The design of your infographic is likely to be the first thing the reader sees. As such, good graphics tend to support the content, whereas poor graphics will likely have the opposite effect. Stay away from anything that’s going to take attention away from the info within the graphic. Additionally, don’t mix different styles. Try to keep it as streamlined as possible. Readers prefer attractive images that complement what they’re reading.
Gate to Garage kept things chill in their infographic Pick a Mood, about decorating rooms with a “mood” or design style in mind. The graphic is broken into sections, such as “calm,” “lively,” and “creative,” and groupings of images and color schemes show off the flair of that mood of room. Photographs aren’t always a common part of infographics, which tend to be flat vectors or illustrations, but they can pack a punch when you use them right.
Not original enough
No matter how well planned out and executed your infographic might be, if it’s just like every other infographic out there, you’re not going to stand out. An infographic should speak to your own strengths as a designer, while being transparent. You might have it, but don’t flaunt it too much. The spotlight should be on the content of your infographic and its broad appeal.
In their motion graphic Drugs and the Genetic Code, 12 Keys Rehab sheds light on a new side addiction research – how our genes could predispose us to drug dependence. Addiction infographics have been done time and time again, but this video highlights new research and illustrates it in a new way. Click here to view the video.
Your fonts don’t rock
No, they don’t have to be in motion, but if not carefully chosen, an inappropriate font can kill an otherwise good infographic. Be sure that your font enhances, but doesn’t overshadow or compete with the design. It’s all about balance. Though you might really enjoy that cursive font, it could be the very element that detracts from your infographic. Keep it simple. Use no more than two fonts.

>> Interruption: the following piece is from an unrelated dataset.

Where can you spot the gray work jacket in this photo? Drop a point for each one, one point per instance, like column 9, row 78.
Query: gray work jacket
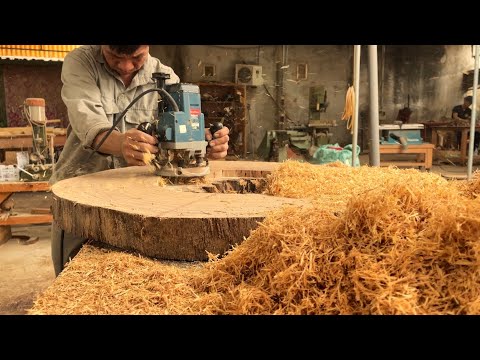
column 93, row 94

In their infographic Made in the USA, Victor Mouse Traps knew they had a wordy topic on their hands, and without proper fonts, the graphic would be boring at best or a mess at worst. Fortunately, they hit the nail on the head with their clever mixture of fonts, colors, styles, and graphics.
You used the wrong tool
Creative prowess aside, the technical tools you employ can make or break your infographic. Free tools can only take your graphic so far, and even though there are a bunch of them, your best bet is a good designer and a reliable software suite like Adobe. The wrong software can be almost as damaging as the wrong fonts.
In their infographic SuSTAYnable Vacationing, about the staycation trend, CJ Pony Mustang Parts used Adobe Illustrator to create an original graphic that no free tool could match. And later, when they turned it into an animation, they were able to use the high quality original pieces to make something awesome.
Your infographic is a “long and winding road”
It’s nice that you’re really into your subject matter, but you’re going to want to keep it focused. If you can boil your infographic down to a single topic, that’ll help you maintain your readers. In terms of technical specification, your infographic shouldn’t be more than 8000 pixels and 1.5 MB in file size. If it’s longer than that, consider retooling.
First & Awesome is an infographic by Dover Downs. They clearly love their home state, and they want to share the awesomeness that is Delaware with anyone who will look. But instead of gushing on forever, they make their point in just over 3500 pixels.
To ensure that your infographic has the best chance at finding its intended audience, you can either do a ton of research and hope for the best, or you can hire a contractor to design it. The choice is yours. Keep in mind that originality, a good eye for data, and persistence could actually prevent your infographic from landing in someone’s trash bin.